« Les moins scrupuleux, les moins obtus, jetaient toute vergogne à bas ; ils trempaient dans des gabegies, vannaient la bourbe des affaires. » (Huysmans)
Il est bien établi que la gabegie et ses corollaires (corruption, dilapidation, népotisme) demeurent des obstacles majeurs au développement et leurs effets sont désastreux. Contrairement à la thèse, développée et soutenue par les nostalgiques des anciens régimes, donnant récente l’apparition de ces maux, en Mauritanie, la ligne de la gabegie a accompagné les premiers coups de pioche de la mise en place des structures de l’Etat indépendant. Certainement qu’elle a atteint, aujourd’hui, un record destructeur qui cautionne, inexorablement, le sous-développement ambiant.
Et, même si ailleurs où les choses vont « beaucoup mieux », les adeptes cyniques d’une certaine école économiste en vogue – avec des professeurs réputés – prétendent que « la corruption, pas le plus en avant de la gabegie, graisse la machine du développement et la fait fonctionner », en Mauritanie c’est elle qui a perverti son propre processus de développement, amorcé il y a plus d’un demi-siècle. L’impétueuse vague de la gabegie s’est mise à balayer tous les espoirs d’essor, favorisant un attentisme déplorable.
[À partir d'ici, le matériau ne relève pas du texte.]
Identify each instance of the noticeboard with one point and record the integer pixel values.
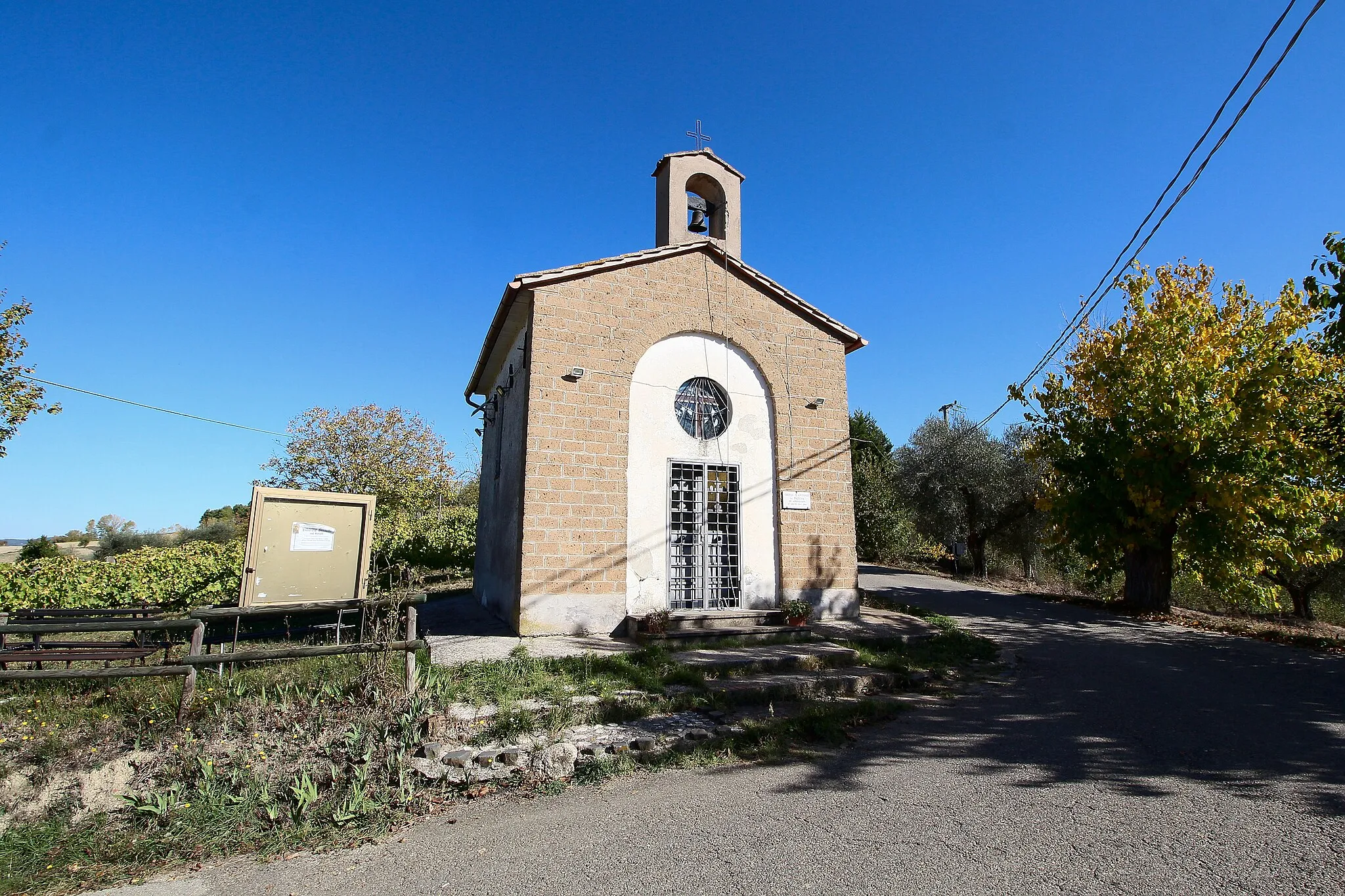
(305, 547)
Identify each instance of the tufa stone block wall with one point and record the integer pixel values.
(575, 504)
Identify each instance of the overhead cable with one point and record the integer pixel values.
(1099, 293)
(151, 408)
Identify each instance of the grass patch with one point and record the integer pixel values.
(313, 754)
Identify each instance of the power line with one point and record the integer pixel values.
(1098, 293)
(151, 408)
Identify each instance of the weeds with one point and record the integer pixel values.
(311, 754)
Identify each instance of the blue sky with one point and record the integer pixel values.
(183, 184)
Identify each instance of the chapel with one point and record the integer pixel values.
(663, 430)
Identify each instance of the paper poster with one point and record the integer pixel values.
(313, 536)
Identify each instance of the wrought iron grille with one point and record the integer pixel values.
(704, 536)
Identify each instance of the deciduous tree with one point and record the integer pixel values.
(20, 398)
(1185, 422)
(370, 450)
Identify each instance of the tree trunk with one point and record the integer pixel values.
(1149, 575)
(1029, 565)
(977, 547)
(1302, 599)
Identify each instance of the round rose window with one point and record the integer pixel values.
(703, 408)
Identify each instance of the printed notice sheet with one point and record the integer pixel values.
(313, 536)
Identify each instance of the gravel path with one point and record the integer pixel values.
(1122, 758)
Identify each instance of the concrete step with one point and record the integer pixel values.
(688, 620)
(695, 621)
(692, 637)
(850, 681)
(775, 657)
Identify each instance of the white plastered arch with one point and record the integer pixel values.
(655, 438)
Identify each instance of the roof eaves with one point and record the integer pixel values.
(698, 152)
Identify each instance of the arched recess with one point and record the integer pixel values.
(657, 440)
(712, 192)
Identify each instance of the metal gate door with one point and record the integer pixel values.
(703, 536)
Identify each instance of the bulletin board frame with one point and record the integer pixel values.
(310, 542)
Aujourd’hui, beaucoup s’accordent à dire que de grands efforts de construction palpables ont été accomplis, ces dernières années : infrastructures routières, cheville ouvrière de toute action de développement, électrification, ouvrages hydrauliques, infrastructures de santé, aéroports, ports, établissements d’enseignement supérieur, aménagement agricoles, ont ainsi favorisé l’émergence de nouveaux centres communautaires urbains dynamiques (Chami, Nbeyket Lehwach, Termessa), tandis que s’amorçait un combat contre la gabegie, la corruption et le détournement de deniers publics, avec la mise en place d’un arsenal juridique aussi complet que solide.
Or, malgré ce constat positif incontestable, ces réalisations de taille et d’importance restent fortement soumises, en aval, dans leur fonctionnement et impact, tout comme celles à venir, en amont, dans leur édification, à la menace des effets pervers de la corruption et du favoritisme négatif. Ce sont les agents sulfureux et polémistes d’une classe aristocratique mafieuse qui ne cesse de se rajeunir, indétrônables, qui en sont les responsables, de par leur appartenance à la sphère du monopole de la proximité des pouvoirs et de l’ingérence dans les affaires de l’Etat. Détenant, vraisemblablement, la clé des dédales obscurs de la gabegie, ce sont eux qui sapent les plus louables efforts. Ils sont, en cela et comme le disait si bien Huysmans de ses contemporains, « les moins scrupuleux, les moins obtus, [qui] jetaient toute vergogne à bas ; ils trempaient dans des gabegies, vannaient la bourbe des affaires ».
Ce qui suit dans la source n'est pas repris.